RANDOLPH, NJ- Randolph was in fact the first in the state to ask for approval to substitute online learning days for snow days. “We were simply the first to think of it and ask for it in this format,” stated Dr. David Browne, Superintendent of Randolph Schools. But, it was not quite that simple. Randolph schools are also in a unique position, because the high school is prepared for it with the right technology and the right teachers.
Pascack Valley in Bergen County had approached the state and was already working on it, but with a slightly different request.
Knowing the Feb. 13 snow storm was coming and with no more snow days on the books, Pascack Valley started planning two days ahead for how they would coordinate the online instruction and alert students and families to the plans.
With both teachers and students working from their homes, some classes were held at their appointed hour, while others ran over the course of the day. Students in a music class recorded themselves playing their instruments at home, and sent the recordings to the teacher. More academic classes involved online discussions and assigned papers that were due at the end of the day.
The district then formally applied to the state for permission to apply the day to the 180-day minimum required for all public schools, in hopes of avoiding the alternative of adding a school day at the end of the year. Their request is still under review though, because allowing this to happen retroactively is not currently covered under state law.
For Randolph, it was a different request. They did not ask for one of the 180 to be waived, but asked for online learning to be allowed to replace the days after the fact, and also only for Seniors.
The flexibility was there under a decade-old provision in state regulations that allows students to take internships or participate in other out-of-school programs at the end of their senior years. Randolph High School has a fast growing and advanced program called Option II. Browne views this online snow day program as not all that different from the Option II program, and feels that Randolph is ready for it because of Option II, and the school's advanced technology and teaching staff.
“It would be more like a college course,” said Browne. “Modules will be put together by teachers, and students will have to demonstrate that they have completed the four hours of work required for each day.” The teachers are working on coming up with creative ways to carry this out, and they will serve as chief arbitrators of whether the students complete what is expected of them.
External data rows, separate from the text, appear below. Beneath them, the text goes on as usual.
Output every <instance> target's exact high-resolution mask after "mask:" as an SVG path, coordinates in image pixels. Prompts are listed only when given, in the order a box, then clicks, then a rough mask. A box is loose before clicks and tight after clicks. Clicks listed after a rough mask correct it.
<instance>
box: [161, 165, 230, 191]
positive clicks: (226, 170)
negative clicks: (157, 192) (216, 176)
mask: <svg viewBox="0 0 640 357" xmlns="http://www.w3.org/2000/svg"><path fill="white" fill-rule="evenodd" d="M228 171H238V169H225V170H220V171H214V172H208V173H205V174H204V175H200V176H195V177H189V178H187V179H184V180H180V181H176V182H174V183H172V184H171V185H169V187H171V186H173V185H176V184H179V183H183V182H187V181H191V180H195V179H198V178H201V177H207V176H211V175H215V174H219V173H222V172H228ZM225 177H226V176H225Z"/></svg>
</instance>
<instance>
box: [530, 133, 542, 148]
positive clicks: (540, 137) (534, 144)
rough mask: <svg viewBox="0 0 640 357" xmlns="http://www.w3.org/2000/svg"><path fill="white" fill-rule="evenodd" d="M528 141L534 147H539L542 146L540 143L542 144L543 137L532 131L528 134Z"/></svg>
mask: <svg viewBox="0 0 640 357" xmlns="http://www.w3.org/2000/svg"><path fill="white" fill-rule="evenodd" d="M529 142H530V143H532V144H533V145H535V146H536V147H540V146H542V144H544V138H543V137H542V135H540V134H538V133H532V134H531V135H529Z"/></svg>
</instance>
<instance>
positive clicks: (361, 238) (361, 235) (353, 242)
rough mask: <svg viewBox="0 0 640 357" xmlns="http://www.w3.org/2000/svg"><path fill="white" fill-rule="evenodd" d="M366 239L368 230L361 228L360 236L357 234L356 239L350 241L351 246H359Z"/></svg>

Browne said, “This has been a few years coming, it is serendipitous, and is simply education catching up to the business world. This is a 21st century education.”
The Commissioner of Education, Chris Cerf, who is no longer in office said, “Lets’ do it” to Browne in his final days as Commissioner. Cerf and The Board of Education in Randolph were extremely supportive of the move according to Browne.
Educators from a dozen districts across the state met with state Department of Education representatives on Wednesday, March 12 to explore the online options for dealing with the rules for schools in the case of emergencies, such as this winter’s abundance of snowstorms.
Led by Evo Popoff, assistant state education commissioner and Chief Innovation Officer of the NJ Department of Education , the meeting centered on the various rules now on the books for what counts as a day of school and how those rules could be addressed in the future when extenuating circumstances arise.
The meeting in Trenton led to Randolph now hosting a similar version of the meeting on April 29 at the High School in room A123, the famous room of the future of technology at RHS. Administrators from three counties will be represented: Warren, Sussex and Morris. Browne will host this meeting and expressed, “We are in very good shape to roll this pilot out and gather data to bring back to the state.”
At the Board of Education Meeting on Tuesday night, Tammy Mackay, The Board President endorsed this successful step saying, “It is a great solution and nice job getting the state to approve it in record time.”